SCALE-UP AND EXPERIMENTAL VALIDATION OF A MATHEMATICAL MODEL OF A PROTON EXCHANGE MEMBRANE FUEL CELL STACK

The implementation and the validation of a mathematical model of a Proton Exchange Membrane Fuel Cell are illustrated. The model was created implementing in C-mex Sfunctions, in Matlab and Simulink environment, theoretical equations founded in literature, describing the common behaviour of a fuel cell in terms of voltage drops and transient phenomena. The dynamic behaviour of the reactant species inside the flow channel and the effect of water content in the membrane are also taken into account.
The equation parameters of the fuel cell were suited to those of a 25 cm² PEM single cell by means of fitting methods in different operative conditions (temperature and inlet gas composition). The model was fully validated by the comparison with the experimental polarisation curves of the 25 cm² PEM single cell.

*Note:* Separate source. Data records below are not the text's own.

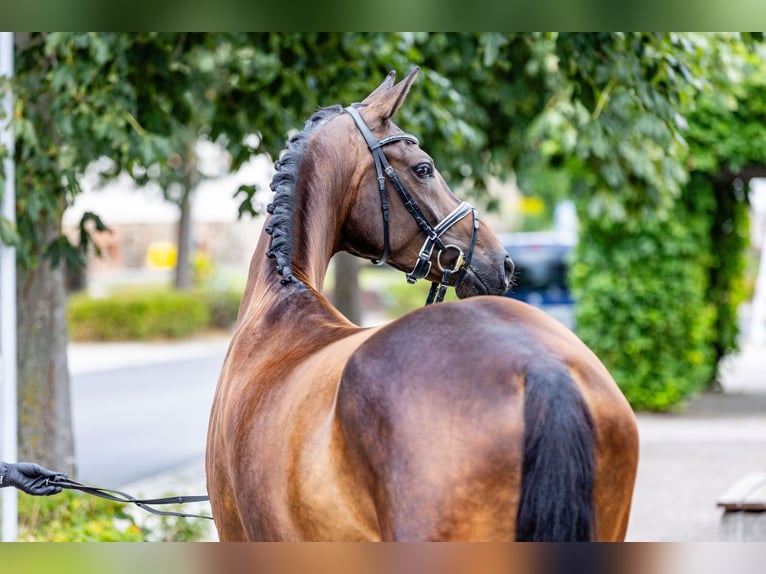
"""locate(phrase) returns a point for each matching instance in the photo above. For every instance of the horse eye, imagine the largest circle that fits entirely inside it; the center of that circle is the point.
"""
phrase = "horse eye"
(423, 170)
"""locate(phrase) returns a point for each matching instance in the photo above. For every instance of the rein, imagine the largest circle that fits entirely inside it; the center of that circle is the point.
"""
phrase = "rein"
(433, 240)
(144, 503)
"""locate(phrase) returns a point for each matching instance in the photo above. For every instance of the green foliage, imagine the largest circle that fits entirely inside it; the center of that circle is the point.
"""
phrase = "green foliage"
(137, 316)
(223, 306)
(74, 517)
(642, 306)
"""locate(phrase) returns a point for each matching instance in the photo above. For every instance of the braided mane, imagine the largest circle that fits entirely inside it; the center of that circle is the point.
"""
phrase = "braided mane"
(283, 184)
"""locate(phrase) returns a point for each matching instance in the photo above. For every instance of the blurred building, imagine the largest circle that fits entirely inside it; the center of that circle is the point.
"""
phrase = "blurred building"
(143, 224)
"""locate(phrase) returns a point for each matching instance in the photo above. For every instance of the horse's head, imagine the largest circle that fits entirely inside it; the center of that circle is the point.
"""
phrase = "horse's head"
(401, 209)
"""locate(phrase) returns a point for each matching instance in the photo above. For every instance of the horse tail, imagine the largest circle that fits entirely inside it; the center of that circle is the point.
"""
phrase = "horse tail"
(556, 503)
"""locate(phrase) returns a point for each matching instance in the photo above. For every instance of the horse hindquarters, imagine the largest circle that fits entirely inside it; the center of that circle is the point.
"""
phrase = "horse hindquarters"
(556, 503)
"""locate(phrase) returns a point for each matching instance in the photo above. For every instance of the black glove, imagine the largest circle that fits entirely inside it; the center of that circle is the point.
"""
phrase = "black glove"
(29, 477)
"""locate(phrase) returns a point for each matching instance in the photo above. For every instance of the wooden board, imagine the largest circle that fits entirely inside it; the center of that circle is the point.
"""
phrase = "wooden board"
(748, 493)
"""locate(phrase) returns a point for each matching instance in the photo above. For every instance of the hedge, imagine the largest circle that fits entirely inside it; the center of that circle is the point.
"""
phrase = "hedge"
(149, 315)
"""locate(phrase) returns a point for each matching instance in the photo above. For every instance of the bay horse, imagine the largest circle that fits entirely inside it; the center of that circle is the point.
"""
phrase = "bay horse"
(479, 419)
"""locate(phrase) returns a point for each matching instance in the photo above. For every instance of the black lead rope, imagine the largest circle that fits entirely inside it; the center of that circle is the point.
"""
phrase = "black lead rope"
(144, 503)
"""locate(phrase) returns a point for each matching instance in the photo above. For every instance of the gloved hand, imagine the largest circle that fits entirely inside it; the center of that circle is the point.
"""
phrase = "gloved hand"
(29, 477)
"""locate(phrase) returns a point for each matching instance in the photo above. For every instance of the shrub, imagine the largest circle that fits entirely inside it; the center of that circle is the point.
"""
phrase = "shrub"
(75, 517)
(137, 316)
(642, 305)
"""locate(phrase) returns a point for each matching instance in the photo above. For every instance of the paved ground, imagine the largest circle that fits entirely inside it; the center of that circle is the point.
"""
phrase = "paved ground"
(687, 459)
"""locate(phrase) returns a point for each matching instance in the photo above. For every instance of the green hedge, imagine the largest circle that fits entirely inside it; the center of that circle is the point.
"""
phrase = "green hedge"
(149, 315)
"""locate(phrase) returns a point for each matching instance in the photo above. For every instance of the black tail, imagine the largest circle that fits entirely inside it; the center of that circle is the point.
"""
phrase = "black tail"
(557, 474)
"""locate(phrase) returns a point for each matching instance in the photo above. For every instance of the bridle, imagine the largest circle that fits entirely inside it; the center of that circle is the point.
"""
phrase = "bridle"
(433, 233)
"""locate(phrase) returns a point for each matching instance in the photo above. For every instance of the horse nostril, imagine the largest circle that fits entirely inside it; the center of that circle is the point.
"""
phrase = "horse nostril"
(509, 269)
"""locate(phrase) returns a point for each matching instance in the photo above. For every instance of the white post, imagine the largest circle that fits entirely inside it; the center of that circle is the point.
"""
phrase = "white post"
(758, 309)
(9, 450)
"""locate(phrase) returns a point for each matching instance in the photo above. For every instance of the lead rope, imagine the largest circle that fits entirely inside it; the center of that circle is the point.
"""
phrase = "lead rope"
(143, 503)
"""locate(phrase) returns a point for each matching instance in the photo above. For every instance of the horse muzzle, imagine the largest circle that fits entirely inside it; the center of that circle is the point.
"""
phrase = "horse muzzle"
(473, 281)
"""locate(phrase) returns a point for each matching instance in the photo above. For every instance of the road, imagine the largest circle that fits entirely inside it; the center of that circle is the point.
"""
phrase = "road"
(136, 421)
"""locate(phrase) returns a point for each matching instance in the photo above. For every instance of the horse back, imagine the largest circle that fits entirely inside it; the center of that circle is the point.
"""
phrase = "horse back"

In order to obtain a tool that described the transient behaviour of a larger power system (e.g. For distributed (co)generation or transportation application) a thermal management unit was added referring to arcotronics penta h2, a 5 kw power system available in environment park hydrogen system laboratory. The main parameters describing the fuel cell behaviour were then suited to the new configuration and their influence on the scaling-up was analysed obtaining a study of the most critical factors in fuel cell operation.